Bennett pressed the pair — who he dubbed “the American Gothic of the whole coronavirus situation” — on vaccine logistics, distribution priorities, and more.

“We’re doing this vaccine World War II-style,” McKinnon said as Fauci. “We made England” — which began vaccinations on Tuesday — “go in first, see what’s what, and then we swoop in at the end and steal the spotlight.”

McKinnon also gave poor marks to the federal vaccine plan, telling Bennett that “this president has done about as good a job with this rollout as I did throwing out that first pitch at the Nationals game.”

In July, a Fauci first pitch went badly askew — which he said at the time was because he spent too long practicing before throwing out the pitch.

After Bennett aired a clip of the real-world Fauci’s pitch, Gardner tried to cheer McKinnon up.

“It’s okay, little guy,” she said. “We all mess up sometime. You threw the ball wrong, I didn’t say, ‘Don’t drink the bleach.’ It happens!”

Throughout the skit, McKinnon was also barraged with thrown bras, a phenomenon which she explained as common because “throughout this whole thing I’ve been the only one saying facts, so some people got a crush on me.”

And the pair offered a variety of regionally tailored vaccine distribution strategies.

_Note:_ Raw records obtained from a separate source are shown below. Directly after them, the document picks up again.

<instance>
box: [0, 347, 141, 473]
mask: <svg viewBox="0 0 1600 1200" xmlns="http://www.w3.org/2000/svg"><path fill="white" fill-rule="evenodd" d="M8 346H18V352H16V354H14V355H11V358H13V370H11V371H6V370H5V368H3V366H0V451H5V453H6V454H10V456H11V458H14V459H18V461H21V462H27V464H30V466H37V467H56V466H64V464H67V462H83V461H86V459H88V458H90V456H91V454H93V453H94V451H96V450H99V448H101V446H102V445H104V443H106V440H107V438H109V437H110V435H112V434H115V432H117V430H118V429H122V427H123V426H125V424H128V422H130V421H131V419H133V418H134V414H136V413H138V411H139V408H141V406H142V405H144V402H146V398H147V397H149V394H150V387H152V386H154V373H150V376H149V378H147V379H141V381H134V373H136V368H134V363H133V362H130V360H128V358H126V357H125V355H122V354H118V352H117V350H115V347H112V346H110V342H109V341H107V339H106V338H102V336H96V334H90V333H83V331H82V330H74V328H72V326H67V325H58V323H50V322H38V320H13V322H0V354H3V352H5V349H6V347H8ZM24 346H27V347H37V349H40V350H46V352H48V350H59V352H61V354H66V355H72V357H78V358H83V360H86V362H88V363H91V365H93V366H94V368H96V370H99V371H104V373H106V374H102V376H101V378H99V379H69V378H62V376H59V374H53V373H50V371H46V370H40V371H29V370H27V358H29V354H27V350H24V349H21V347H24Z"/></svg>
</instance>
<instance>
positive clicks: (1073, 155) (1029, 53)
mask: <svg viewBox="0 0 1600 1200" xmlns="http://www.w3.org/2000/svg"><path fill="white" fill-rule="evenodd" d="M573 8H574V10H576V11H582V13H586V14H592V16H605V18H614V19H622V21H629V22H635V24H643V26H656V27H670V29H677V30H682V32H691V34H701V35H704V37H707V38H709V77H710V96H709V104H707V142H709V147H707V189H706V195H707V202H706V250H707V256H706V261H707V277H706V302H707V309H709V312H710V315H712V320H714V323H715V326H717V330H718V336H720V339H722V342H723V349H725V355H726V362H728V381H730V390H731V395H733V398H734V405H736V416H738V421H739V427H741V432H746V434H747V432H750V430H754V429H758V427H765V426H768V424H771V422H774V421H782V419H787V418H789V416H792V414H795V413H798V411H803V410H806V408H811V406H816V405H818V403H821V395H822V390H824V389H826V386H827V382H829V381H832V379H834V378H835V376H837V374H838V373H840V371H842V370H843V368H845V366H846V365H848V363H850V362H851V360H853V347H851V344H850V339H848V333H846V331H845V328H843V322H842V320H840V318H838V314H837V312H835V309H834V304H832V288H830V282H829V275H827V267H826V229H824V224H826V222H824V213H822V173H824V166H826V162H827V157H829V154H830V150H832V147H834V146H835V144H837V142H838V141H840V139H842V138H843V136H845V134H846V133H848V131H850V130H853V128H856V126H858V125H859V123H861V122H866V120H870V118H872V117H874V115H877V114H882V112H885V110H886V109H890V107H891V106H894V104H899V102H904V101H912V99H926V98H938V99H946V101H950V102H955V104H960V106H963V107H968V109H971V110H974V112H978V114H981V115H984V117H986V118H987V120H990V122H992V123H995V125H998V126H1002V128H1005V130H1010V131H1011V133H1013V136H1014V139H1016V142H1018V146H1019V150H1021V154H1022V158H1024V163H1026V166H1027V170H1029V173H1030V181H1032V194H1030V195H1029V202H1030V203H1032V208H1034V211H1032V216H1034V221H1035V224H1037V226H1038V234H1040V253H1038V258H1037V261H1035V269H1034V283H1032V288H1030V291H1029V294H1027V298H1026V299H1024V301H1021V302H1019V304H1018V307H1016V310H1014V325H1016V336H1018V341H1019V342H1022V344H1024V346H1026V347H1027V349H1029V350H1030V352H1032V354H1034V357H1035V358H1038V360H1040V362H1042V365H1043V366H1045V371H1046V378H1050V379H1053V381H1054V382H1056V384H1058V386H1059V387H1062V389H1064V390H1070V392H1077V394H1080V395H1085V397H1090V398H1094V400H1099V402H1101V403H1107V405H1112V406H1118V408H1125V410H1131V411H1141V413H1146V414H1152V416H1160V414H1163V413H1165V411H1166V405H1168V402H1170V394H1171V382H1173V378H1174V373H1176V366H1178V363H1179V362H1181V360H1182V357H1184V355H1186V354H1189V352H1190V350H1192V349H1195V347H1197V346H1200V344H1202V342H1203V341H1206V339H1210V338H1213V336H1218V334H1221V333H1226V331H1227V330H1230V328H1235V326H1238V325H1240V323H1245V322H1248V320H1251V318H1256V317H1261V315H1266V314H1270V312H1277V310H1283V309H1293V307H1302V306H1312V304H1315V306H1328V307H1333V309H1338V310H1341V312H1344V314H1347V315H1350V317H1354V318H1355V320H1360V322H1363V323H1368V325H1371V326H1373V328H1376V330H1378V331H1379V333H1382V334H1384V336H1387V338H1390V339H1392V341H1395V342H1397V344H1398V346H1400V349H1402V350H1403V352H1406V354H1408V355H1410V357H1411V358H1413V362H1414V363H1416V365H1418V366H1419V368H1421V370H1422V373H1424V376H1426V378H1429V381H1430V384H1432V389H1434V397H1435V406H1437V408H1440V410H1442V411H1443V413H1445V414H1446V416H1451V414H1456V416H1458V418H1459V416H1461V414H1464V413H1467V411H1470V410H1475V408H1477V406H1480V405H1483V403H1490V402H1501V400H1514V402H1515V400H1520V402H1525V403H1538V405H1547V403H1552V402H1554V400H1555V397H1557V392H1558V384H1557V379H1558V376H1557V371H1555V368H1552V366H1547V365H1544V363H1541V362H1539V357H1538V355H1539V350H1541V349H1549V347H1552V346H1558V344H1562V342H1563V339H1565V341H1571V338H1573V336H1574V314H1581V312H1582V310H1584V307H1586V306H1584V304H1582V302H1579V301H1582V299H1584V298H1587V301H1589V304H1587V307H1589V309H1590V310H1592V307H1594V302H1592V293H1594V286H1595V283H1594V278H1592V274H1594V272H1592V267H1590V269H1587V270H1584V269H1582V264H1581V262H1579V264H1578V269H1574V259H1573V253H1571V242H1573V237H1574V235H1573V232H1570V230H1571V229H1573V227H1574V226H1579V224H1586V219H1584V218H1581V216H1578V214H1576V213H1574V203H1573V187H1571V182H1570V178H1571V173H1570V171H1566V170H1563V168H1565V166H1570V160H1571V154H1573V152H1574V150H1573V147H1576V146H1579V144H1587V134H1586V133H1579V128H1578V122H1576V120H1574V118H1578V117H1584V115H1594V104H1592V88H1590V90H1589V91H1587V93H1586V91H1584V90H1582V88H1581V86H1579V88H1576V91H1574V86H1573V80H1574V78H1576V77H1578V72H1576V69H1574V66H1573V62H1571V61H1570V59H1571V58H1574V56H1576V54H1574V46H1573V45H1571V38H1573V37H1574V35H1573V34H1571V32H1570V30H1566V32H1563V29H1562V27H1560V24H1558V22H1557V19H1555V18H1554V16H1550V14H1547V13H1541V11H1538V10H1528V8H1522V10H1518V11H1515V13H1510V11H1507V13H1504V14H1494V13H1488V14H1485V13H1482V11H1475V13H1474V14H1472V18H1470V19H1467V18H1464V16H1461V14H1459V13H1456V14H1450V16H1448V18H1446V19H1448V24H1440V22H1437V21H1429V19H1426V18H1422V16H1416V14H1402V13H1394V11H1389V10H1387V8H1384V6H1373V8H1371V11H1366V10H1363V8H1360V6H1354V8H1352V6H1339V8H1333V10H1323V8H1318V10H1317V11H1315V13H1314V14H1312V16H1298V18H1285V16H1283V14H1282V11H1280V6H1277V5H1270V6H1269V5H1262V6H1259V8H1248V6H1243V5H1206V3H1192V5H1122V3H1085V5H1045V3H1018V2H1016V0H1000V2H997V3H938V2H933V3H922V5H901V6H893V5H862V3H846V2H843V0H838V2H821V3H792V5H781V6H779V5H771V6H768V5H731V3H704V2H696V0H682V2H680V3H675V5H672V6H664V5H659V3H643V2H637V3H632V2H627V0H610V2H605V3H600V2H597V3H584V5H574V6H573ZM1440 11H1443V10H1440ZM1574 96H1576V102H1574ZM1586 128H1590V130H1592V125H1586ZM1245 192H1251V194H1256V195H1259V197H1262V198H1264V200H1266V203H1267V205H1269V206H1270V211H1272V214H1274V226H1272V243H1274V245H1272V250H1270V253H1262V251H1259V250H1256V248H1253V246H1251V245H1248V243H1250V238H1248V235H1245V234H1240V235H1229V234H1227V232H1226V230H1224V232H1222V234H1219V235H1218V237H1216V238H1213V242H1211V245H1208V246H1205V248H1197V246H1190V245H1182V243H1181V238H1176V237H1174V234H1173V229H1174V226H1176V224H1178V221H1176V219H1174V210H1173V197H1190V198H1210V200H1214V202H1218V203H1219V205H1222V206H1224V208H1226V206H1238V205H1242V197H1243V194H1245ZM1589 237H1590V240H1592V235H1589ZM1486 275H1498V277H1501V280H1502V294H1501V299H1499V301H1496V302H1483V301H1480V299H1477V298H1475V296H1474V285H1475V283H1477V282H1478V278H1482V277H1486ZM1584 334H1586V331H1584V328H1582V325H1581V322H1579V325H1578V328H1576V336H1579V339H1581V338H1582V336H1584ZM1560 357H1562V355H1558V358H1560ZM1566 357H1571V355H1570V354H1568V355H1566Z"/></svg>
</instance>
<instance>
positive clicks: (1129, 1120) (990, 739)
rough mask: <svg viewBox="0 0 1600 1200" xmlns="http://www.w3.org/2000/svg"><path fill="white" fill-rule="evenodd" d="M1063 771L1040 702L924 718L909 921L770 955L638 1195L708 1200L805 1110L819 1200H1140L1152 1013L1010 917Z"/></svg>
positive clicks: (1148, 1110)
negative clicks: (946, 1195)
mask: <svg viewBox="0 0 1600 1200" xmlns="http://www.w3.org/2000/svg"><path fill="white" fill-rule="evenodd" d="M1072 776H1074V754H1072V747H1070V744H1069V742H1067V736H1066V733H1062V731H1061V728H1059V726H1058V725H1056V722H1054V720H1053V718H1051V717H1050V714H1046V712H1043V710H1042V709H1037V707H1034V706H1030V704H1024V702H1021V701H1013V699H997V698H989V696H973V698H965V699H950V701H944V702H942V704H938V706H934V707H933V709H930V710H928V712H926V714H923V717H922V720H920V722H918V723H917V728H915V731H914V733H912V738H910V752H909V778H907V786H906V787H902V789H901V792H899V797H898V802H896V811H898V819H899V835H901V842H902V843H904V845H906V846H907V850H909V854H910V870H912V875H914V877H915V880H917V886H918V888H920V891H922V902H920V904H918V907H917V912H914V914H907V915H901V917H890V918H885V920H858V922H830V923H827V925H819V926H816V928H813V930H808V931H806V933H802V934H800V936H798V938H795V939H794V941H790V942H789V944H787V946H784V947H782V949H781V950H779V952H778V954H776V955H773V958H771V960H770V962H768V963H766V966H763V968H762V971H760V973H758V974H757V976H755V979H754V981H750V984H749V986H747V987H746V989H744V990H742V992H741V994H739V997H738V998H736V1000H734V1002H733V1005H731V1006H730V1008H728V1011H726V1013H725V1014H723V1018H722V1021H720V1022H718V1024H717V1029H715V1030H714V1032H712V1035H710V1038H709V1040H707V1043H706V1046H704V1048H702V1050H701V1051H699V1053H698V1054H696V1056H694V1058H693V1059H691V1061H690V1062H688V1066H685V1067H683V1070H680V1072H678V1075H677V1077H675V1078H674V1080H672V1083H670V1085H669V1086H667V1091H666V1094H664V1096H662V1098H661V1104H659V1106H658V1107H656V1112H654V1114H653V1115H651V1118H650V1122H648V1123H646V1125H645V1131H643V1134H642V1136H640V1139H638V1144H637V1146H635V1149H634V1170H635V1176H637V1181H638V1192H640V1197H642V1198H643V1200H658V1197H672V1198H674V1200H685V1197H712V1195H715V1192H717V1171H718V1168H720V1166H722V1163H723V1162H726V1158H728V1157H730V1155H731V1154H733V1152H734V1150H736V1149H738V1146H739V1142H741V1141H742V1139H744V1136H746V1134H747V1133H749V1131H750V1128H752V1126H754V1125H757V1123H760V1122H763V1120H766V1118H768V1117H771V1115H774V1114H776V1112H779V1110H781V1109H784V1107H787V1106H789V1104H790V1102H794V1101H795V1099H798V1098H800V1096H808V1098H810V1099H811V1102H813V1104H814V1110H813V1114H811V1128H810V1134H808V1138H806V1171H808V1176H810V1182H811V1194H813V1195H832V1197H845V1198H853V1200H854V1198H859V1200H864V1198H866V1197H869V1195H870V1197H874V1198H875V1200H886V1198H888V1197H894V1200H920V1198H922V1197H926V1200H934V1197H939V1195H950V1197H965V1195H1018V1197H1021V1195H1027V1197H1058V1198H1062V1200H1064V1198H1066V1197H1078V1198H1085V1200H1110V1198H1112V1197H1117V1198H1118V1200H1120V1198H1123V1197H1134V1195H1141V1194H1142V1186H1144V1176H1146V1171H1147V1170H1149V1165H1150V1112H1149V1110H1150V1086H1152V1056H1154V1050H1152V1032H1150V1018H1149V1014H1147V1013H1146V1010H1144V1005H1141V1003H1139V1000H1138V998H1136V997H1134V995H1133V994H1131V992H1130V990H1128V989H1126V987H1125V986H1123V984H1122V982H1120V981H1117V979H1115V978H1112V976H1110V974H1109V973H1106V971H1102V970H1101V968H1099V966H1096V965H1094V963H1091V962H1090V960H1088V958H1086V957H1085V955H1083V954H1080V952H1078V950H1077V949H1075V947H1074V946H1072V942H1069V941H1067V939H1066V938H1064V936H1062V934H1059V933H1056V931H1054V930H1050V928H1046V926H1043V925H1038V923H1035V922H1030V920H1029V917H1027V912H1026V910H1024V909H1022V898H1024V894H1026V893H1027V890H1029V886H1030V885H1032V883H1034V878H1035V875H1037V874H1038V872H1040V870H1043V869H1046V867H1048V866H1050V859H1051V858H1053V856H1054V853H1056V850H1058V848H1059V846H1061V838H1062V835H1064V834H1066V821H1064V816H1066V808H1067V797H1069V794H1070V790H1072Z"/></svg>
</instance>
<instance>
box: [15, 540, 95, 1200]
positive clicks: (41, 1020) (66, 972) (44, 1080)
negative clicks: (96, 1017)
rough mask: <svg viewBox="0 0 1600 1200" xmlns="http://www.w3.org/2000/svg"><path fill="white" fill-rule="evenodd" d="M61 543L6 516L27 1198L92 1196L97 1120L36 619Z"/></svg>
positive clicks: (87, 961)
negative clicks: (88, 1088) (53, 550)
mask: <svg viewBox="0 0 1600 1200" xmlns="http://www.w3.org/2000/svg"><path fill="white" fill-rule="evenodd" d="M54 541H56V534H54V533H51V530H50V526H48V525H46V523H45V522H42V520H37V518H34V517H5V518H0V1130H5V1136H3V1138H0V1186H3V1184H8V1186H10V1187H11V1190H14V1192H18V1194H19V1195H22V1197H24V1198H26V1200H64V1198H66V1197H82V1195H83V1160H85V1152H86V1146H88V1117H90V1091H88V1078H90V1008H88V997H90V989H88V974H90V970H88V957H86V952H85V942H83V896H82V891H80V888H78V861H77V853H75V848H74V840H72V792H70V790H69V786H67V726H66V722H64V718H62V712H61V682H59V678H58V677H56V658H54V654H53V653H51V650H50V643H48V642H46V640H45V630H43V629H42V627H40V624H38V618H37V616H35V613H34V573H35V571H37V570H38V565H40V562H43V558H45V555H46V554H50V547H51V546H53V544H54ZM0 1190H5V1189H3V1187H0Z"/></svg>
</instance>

“In New Orleans we’re tossing the vaccines up to balconies like Mardi Gras beads,” McKinnon said, and Gardner told Bennett that “North Carolina’s vaccine will be vinegar-based, while South Carolina’s will be mustard-based.”

(There’s a longstanding schism between the Carolinas when it comes to vinegar- and mustard-based BBQ sauces.)

New York, meanwhile, will get vaccine vials that are “very thin on the bottom,” in contrast to Chicago’s “deep dish” vials.

After another bra-throwing event — and an off-screen scream of “marry me” — McKinnon explained her hopes for the vaccine to close the segment.

“If enough Americans get this vaccine, you’ll all forget who I am,” she said. “That’s my goal, to have zero name recognition with Americans because that means I’ll have done my job well. I want to go back to being an anonymous hunk.”